Question 16.10: Determine the member end moments and reactions for the frame...
Determine the member end moments and reactions for the frame shown in Fig. 16.17(a) by using the momentdistribution method.
Distribution Factors. At joint C,
DF _{C A}= DF _{C D}=\frac{I / 20}{2(I / 20)}=0.5At joint D,
DF _{D C}=\frac{I / 20}{(I / 20)+(3 / 4)(I / 14.42)}=0.49DF _{D B}=\frac{(3 / 4)(I / 14.42)}{(I / 20)+(3 / 4)(I / 14.42)}=0.51
Member End Moments Due to an Arbitrary Sidesway Δ′. Since no external loads are applied to the members of the frame, the member end moments M_O in the frame restrained against sidesway will be zero.

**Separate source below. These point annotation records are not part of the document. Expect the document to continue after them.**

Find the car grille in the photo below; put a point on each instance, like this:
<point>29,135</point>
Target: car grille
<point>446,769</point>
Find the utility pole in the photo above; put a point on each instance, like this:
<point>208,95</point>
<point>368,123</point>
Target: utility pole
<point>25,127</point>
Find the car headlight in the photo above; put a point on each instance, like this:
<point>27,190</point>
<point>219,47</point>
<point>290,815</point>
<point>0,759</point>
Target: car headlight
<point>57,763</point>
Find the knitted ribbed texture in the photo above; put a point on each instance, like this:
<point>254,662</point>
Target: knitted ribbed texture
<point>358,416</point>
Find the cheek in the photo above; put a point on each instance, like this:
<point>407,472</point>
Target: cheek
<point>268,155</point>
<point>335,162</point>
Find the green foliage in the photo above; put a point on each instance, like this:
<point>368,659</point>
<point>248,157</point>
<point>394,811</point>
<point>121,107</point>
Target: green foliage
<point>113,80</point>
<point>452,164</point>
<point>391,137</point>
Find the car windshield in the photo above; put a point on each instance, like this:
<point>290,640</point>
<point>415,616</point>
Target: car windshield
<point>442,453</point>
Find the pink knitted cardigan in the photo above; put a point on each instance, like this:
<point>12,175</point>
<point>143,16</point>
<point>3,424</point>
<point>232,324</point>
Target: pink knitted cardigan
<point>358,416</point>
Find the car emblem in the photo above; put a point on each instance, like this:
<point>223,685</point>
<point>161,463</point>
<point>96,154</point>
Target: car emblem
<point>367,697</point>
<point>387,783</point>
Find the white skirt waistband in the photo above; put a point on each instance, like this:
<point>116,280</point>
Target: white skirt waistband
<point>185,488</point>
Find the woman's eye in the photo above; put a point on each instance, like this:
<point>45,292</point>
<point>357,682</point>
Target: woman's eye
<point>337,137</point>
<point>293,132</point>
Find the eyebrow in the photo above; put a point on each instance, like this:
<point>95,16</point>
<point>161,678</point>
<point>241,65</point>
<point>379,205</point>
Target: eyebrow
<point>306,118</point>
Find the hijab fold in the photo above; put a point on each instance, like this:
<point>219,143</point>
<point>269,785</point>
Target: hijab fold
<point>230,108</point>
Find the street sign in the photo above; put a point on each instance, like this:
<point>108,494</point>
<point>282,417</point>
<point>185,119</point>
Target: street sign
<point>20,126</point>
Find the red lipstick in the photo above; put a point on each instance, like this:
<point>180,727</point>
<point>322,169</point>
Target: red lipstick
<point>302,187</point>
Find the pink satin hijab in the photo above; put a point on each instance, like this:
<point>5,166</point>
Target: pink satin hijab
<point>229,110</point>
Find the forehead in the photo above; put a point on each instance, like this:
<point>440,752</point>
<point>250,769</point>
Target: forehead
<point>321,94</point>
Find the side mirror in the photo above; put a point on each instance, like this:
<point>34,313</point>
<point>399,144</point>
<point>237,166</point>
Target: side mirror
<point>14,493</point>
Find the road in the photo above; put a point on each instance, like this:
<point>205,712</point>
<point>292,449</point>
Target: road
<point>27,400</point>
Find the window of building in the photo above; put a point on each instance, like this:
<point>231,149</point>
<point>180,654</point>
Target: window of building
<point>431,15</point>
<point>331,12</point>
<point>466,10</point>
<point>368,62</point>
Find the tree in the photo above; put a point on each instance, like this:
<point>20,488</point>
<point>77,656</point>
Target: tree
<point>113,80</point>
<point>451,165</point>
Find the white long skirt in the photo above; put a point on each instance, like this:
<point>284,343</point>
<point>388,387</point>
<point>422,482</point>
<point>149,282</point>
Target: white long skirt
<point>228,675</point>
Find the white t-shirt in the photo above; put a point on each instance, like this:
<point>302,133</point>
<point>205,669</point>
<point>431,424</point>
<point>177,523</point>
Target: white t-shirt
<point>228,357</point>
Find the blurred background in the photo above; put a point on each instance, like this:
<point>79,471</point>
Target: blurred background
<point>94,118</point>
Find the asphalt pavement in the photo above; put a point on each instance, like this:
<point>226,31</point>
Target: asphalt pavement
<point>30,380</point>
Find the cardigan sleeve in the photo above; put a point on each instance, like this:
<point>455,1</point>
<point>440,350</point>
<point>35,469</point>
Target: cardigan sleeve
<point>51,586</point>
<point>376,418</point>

To determine the member end moments M due to the 30-k lateral load, we subject the frame to an arbitrary known horizontal translation Δ′ at joint C. Figure 16.17(b) shows a qualitative deflected shape of the frame with all joints clamped against rotation and subjected to the horizontal displacement Δ′ at joint C. The procedure for constructing such deflected shapes was discussed in Section 15.5. Note that, since the frame members are assumed to be inextensible and deformations are assumed to be small, an end of a member can translate only in the direction perpendicular to the member. From this figure, we can see that the relative translation \Delta_{A C} between the ends of member AC in the direction perpendicular to the member can be expressed in terms of the joint translation Δ′ as
\Delta_{A C}=C C^{\prime}=\frac{5}{4} \Delta^{\prime}=1.25 \Delta^{\prime}Similarly, the relative translations for members CD and BD are given by
\Delta_{C D}=D_{1} D^{\prime}=\frac{2}{3} \Delta^{\prime}+\frac{3}{4} \Delta^{\prime}=1.417 \Delta^{\prime}\Delta_{B D}=D D^{\prime}=\frac{\sqrt{13}}{3} \Delta^{\prime}=1.202 \Delta^{\prime}
The fixed-end moments due to the relative translations are
FEM _{A C}= FEM _{C A}=\frac{6 E I\left(1.25 \Delta^{\prime}\right)}{(20)^{2}}FEM _{C D}= FEM _{D C}=-\frac{6 E I\left(1.417 \Delta^{\prime}\right)}{(20)^{2}}
FEM _{B D}= FEM _{D B}=\frac{6 E I\left(1.202 \Delta^{\prime}\right)}{(14.42)^{2}}
in which, as shown in Fig. 16.17(b), the fixed-end moments for members AC and BD are counterclockwise (positive), whereas those for member CD are clockwise (negative). If we arbitrarily assume that
FEM _{B D}= FEM _{D B}=\frac{6 E I\left(1.202 \Delta^{\prime}\right)}{(14.42)^{2}}=100 k – ftthen
E I \Delta^{\prime}=2,883.2and, therefore,
FEM _{A C}= FEM _{C A}=54.1 k – ftFEM _{C D}= FEM _{D C}=-61.3 k – ft
These fixed-end moments are distributed by the moment-distribution process, as shown in Fig. 16.17(c), to determine
the member end moments M_Q.
To determine the magnitude of the load Q that corresponds to the member end moments computed in Fig. 16.17(c), we first calculate the shears at the ends of the girder CD by considering the moment equilibrium of the free body of the girder shown in Fig. 16.17(d). The girder shears (5.58 k) thus obtained are then applied to the free bodies of the inclined members AC and BD, as shown in the figure. Next, we apply the equations of moment equilibrium to members AC and BD to calculate the horizontal forces at the lower ends of these members. The magnitude of Q can now be determined by considering the equilibrium of horizontal forces acting on the entire frame as (see Fig. 16.17(d))
+\rightarrow \sum F_{x}=0Q-11.17-8.32=0
Q=19.49 k \rightarrow
Actual Member End Moments. The actual member end moments, M, due to the 30-k lateral load can now be evaluated by multiplying the moments M_Q computed in Fig. 16.17(c) by the ratio 30/Q =30/19.49.
M_{A C}=\frac{30}{19.49}(55.3)=85.1 k – ftM_{C A}=\frac{30}{19.49}(56.5)=87 k – ft
M_{C D}=\frac{30}{19.49}(-56.4)=-86.8 k – ft
M_{D C}=\frac{30}{19.49}(-55.2)=-85 k – ft
M_{D B}=\frac{30}{19.49}(55.2)=85 k – ft
M_{B D}=0
Member End Forces. See Fig. 16.17(e).
Support Reactions. See Fig. 16.17(f ).
Equilibrium Check. The equilibrium equations check.